By taking advantage of aerial/satellite images from US Geological Survey, Google Earth, or other public geographical resources that contain roadway horizontal profiles, the proposed research will develop a Python-based tool that enables the users to realize the following six functions:
1) Upload satellite image as base map and draw the road horizontal polylines on the interactive graph panel;
2) Convert the roadway links into road geometry in AERMOD format, depending on source type (i.e., LINE, RLINE, RLINEXT, AREA, or VOLUME) that road links are modeled as;
3) Based on the road geometric characteristics, generate multi-layers of near-road receptors around roadways, and gridded receptors far from roadways, with spacing intervals specified by users;
4) Take MOVES link emissions output and convert into emission rates in AERMOD required units, depending on the designated AERMOD source type;
5) Take all the information from the above modules, plus required meteorology files as input, and compile to an “AERMOD.inp” that is ready for AERMOD run;
6) Run AERMOD, organize AERMOD concentrations output file as a CSV table, and visualize concentration profile.
The following research tasks are anticipated:
Task 1: Algorithm design. The research team will design algorithms that convert drawn roadway polylines to LINE, RLINE, RLINEXT, AREA and VOLUME sources based on the polyline node coordinates and the width of roadways, convert MOVES link-level emission rates (grams/mile or grams/hour) to the source-specific emission rate for AERMOD (e.g., grams/second/m2 for AREA, grams/second for VOLUME, etc.), and generate near-road receptors via buffer function.
Task 2: Tool development. The research team will develop a Python-based tool that realize the designed algorithms in Task 1. A geo-processing module “GeoPandas” and a drawing panel “Canvas” in Python will be used to extract nodes information from polyline, and convert to AERMOD sources. The tool will be designed to take polylines, roadway width, designated AERMOD source type, pre-determined location of origin point, and MOVES link-level emissions results as the input to generate “AERMOD.inp”. The team will also design and develop the result compilation and visualization function.
Task 3: Tool verification. Verify the tool results. Develop a website to distribute the tool.
Urgency and Payoff
The tool will be very useful to relieve users from heavily loaded tasks of spatially coding geometry in AERMOD. It can also significantly speed up the AERMOD input preparation process, and allows convenient tests of multiple configurations from all these source types for comparison analysis.

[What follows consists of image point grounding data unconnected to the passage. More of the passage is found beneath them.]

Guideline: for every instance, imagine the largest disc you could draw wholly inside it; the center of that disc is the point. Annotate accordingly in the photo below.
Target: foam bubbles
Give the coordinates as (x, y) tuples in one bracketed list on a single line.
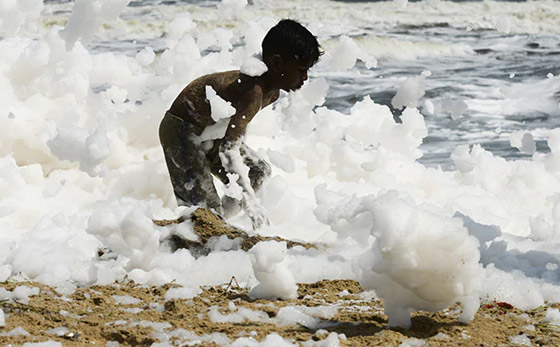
[(409, 93), (275, 280)]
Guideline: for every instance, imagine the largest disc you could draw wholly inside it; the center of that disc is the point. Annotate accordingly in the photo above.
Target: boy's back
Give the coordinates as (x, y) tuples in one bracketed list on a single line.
[(240, 90)]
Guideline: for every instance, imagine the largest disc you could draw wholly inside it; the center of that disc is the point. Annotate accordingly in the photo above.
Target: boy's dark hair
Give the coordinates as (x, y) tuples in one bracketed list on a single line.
[(291, 40)]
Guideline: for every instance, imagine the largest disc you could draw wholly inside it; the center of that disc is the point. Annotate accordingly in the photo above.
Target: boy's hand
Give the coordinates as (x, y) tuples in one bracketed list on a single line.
[(257, 215)]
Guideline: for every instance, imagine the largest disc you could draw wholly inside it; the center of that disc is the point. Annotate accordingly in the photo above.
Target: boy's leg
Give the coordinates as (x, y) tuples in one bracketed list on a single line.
[(259, 169), (188, 168)]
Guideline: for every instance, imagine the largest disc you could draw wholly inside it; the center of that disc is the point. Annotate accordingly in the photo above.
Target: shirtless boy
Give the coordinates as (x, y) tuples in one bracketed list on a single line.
[(288, 51)]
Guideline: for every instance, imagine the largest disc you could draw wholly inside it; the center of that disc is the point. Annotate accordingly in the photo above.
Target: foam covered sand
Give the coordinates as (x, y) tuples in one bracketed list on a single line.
[(83, 175)]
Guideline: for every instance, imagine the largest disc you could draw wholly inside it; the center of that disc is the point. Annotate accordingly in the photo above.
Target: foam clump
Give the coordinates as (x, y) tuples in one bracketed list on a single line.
[(128, 232), (275, 279), (503, 24), (283, 161), (219, 107), (455, 107), (345, 55), (421, 259), (19, 294), (90, 149), (270, 340), (253, 66), (409, 93), (523, 141)]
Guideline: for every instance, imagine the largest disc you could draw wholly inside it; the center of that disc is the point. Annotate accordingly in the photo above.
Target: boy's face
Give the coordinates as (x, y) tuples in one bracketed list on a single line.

The use of the tool can also help minimize processing errors associated with the geometric coding task in AERMOD near-road dispersion modeling. This study will deliver the following research products
– The team will prepare technical report.
– The team will deliver an open-source python-based tool. The team will also prepare a tool user guideline document.
– The team will prepare a presentation as required by the sponsor.